Перемен никто не почувствовал: мама в принципе не смотрела телевизор, а бабушка ограничивалась вечерними новостями с Екатериной Андреевой, но ради благого дела могла обойтись и без них, «здоровее буду».
Отключение меня от теленаркоты произошло так буднично, что я безболезненно перестроился на другой заменитель – учебу. Утром и днем я зубрил материал, а вечером писал по нему шпоры. Я даже выработал свою, так мне казалось, методику учебы, представляя заучиваемую информацию в виде груза, который надо было максимально компактно, доступно разложить на складе.
Выпускной экзамен по математике на подготовительных курсах – он же считался вступительным в университет – я сдал на «отлично». Нам выдали специальные листы-бланки с университетскими печатями. Лишних пометок делать было нельзя, поэтому я интегрировал свое тотемное число «36» в общий цифровой ряд. И в итоге получил 47 из 50 баллов. Для автоматического зачисления в университет осталось обзавестись золотой медалью.
В ее получении я не сомневался. Как любил повторять отец, по-прежнему не появляющийся у нас, «если что и умеет Аркадий, то это учиться». Но мама с бабушкой подобных настроений не разделяли. И разжигали панику.

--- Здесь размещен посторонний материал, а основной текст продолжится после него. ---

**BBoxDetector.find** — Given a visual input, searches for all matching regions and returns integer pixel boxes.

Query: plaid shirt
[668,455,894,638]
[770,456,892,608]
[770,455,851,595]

– Как там, сынок, подготовка к школьным экзаменам?
– В процессе.
– Ты же смотри – золотая медаль, поступление автоматом…
– Да, да…
– Внучок, ты бы кушал, а то желудок испортишь.
– Кушаю, кушаю…
Они так долго, упорно выедали меня, что я и сам начал бояться: сомнения проделали лаз в редутах уверенности, пробрались за них – от чего перед первым школьным экзаменом по биологии я аки мантру волнительно бубнил: «Экзамен для меня – всегда праздник, профессор». И казалось, что единственного амулета в виде числа «36» на этом пиршестве крестоцветных и голосеменных, земноводных и пресмыкающихся, ДНК и РНК не хватит. Требовались новые обереги.
Я нашел их в ларьке на проспекте Победы, где покупал книжечку с экзаменационными билетами по биологии. Странно, но эти книжечки, которые, по идее, должны были продаваться везде, достать оказалось непросто. Пришлось ехать в отдаленный район Севастополя «седьмым» троллейбусом, разглядывая в мутные, исписанные кликухами и погонялами, стекла выжившие после чистки девяностых корабли у Минной стенки.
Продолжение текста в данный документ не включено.